Für die einen ist der Freispruch der beiden Asylwerber, die Ende April 2017 in der Nähe des Sportplatzes Tulln eine 15-Jährige brutal vergewaltigt haben sollen, ein Skandalurteil, für andere zumindest ein Justizaufreger. Kalt lässt die Entscheidung des St. Pöltner Schöffengerichts keinen.
Im Zweifel für den Angeklagten
Zum Freispruch des Somaliers und des Afghanen kam es, weil der Schöffensenat im Zweifel für die Angeklagten entschieden hat. Das mutmaßliche Opfer soll Abweichungen in den Schilderungen des Tatablaufs bei einer rund drei Stunden langen kontradiktorischen Vernehmung durch die Staatsanwaltschaft St. Pölten gemacht haben.
Täter über DNA-Massentest gefasst
Dass das 15-jährige Mädchen zum Sex gezwungen worden wäre, spielte offenbar dann nur noch eine untergeordnete Rolle bei Gericht, auch dass die mutmaßlichen Täter mittels DNA-Massentest unter den Asylwerbern in Tulln gefasst werden konnten, weiters, dass auf der Hose des Mädchens Spermareste gesichert werden konnten, die von den beiden Männern stammen, oder dass am Rücken, den Oberschenkeln und Knien Kratzspuren festgestellt wurden.
Nebensächlichkeiten wurden zur Hauptsache
In den Schilderungen des Tathergangs gab es also Widersprüche, kleine Details, die zum Freispruch der Männer führten. Unzensuriert hat nun mit einem Wiener Mädchen, 25, gesprochen, das selbst Opfer einer sexuellen Belästigung durch einen türkischstämmigen Taxifahrer wurde. Bei der Befragung durch die Kriminalpolizei, erzählt sie, wären plötzlich Nebensächlichkeiten zur Hauptsache geworden.
“Habe mich als Beschuldigte gefühlt”
Sie erinnert sich, dass es bei der Einvernahme lange Zeit nur darum ging, ob sie alkoholisiert ins Taxi gestiegen sei und ob sie mit Freunden zuvor Streit gehabt hätte. Dies habe der Taxilenker nämlich ausgesagt und so versucht, ihre Darstellung der sexuellen Belästigung ins Land der Märchen zu verbannen. “Da habe ich mich zeitweise nicht mehr als Oper, sondern als Beschuldigte gefühlt,” sagt die 25-Jährige, die zugibt, sich nicht mehr an alle Details erinnert und bei manchen Fakten auch widersprüchliche Antworten gegeben zu haben.
Taxilenker wegen mutmaßlichen Vergewaltigungen gesucht
Als sie aus dem Taxi flüchtete, konnte sie sich aber jedenfalls das Kennzeichen merken. Der Mann wurde so ausgeforscht. Und als die Polizei DNA-Spuren des Taxlers sicherte, kam heraus, dass der Verdächtige bereits in den Jahren 2010 und 2011 sexuelle Übergriffe auf zwei Frauen verübt haben soll.
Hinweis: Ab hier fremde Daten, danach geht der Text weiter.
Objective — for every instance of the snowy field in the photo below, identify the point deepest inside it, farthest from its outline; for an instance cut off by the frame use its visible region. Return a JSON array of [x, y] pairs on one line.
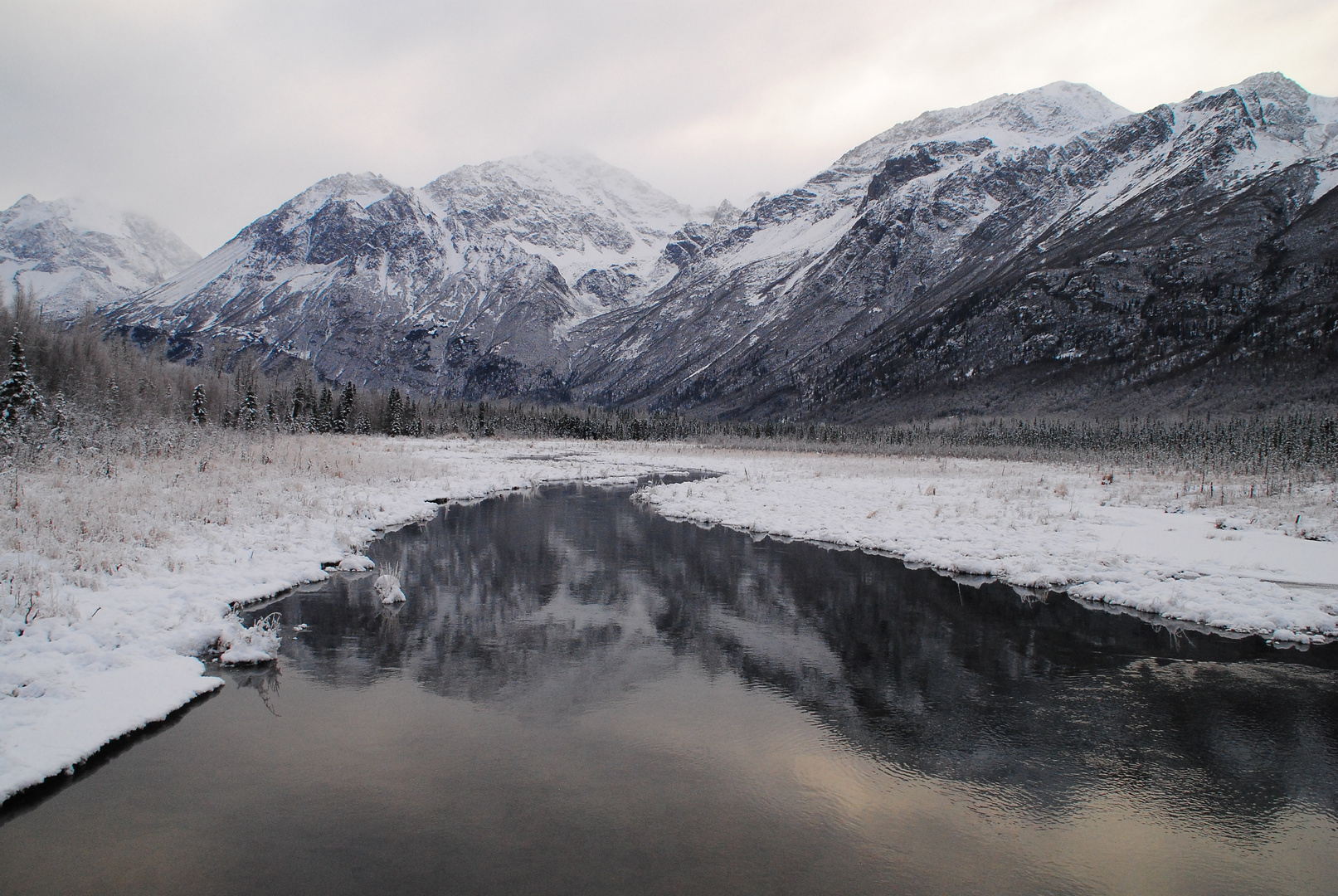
[[124, 572]]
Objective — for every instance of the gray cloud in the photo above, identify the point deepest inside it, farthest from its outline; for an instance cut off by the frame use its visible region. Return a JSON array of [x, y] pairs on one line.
[[209, 114]]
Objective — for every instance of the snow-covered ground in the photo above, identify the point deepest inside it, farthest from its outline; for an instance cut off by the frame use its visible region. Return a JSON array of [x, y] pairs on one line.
[[124, 572]]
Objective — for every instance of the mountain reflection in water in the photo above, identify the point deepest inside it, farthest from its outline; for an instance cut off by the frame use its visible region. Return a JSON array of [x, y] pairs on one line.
[[947, 737]]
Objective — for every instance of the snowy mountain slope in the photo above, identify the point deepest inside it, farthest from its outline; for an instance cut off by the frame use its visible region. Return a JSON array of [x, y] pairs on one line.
[[460, 288], [794, 312], [962, 255], [72, 255], [740, 277]]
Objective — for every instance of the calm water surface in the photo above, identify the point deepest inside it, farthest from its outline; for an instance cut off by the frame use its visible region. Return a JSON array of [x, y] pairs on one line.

Es handelt sich dabei um zwei Vergewaltigungen, ein Mädchen, über das er im Auto herfiel, soll noch Jungfrau gewesen sein.
Die 25-Jährige, die knapp einer Vergewaltigung entging, kann mit dem mutmaßlichen Opfer in Tulln mitfühlen. Auch sie habe sich bei Nebensächlichkeiten manchmal in Widersprüche verstrickt, “das passiert halt”, meint sie, “aber das mindert doch nicht die Tat selbst”.
Höchste Fluchtgefahr für mutmaßliche Täter
Eine Hoffnung haben das mutmaßliche Vergewaltigungsopfer von Tulln und ihre Eltern noch: Die Staatsanwaltschaft meldete Nichtigkeitsbeschwerde an, damit sind die Urteile gegen die beiden Asylwerber nicht rechtskräftig. Opfer-Anwalt Ewald Stadler warnt aber: Es bestehe höchste Fluchtgefahr. Stadler gegenüber Medien: “Sie werden nicht warten, bis sie wieder abgeholt werden.”
Blauer Landesrat streicht Asylwerbern Grundversorgung
In Niederösterreich selbst hat der Vorfall jedenfalls für heftige Reaktionen gesorgt: Der blaue Landesrat, Gottfried Waldhäusl, verkündete am Mittwoch, dass dem Afghanen und dem Somalier die Grundversorgung gestrichen werde. Über das Warum wolle man aus “datenschutzrechtlichen Gründen” aber nicht sprechen. Sein Parteichef, FPÖ-Vizekanzler Heinz-Christian Strache bezeichnete den vorläufigen Ausgang des Verfahrens als “unerträglich und skandalös”.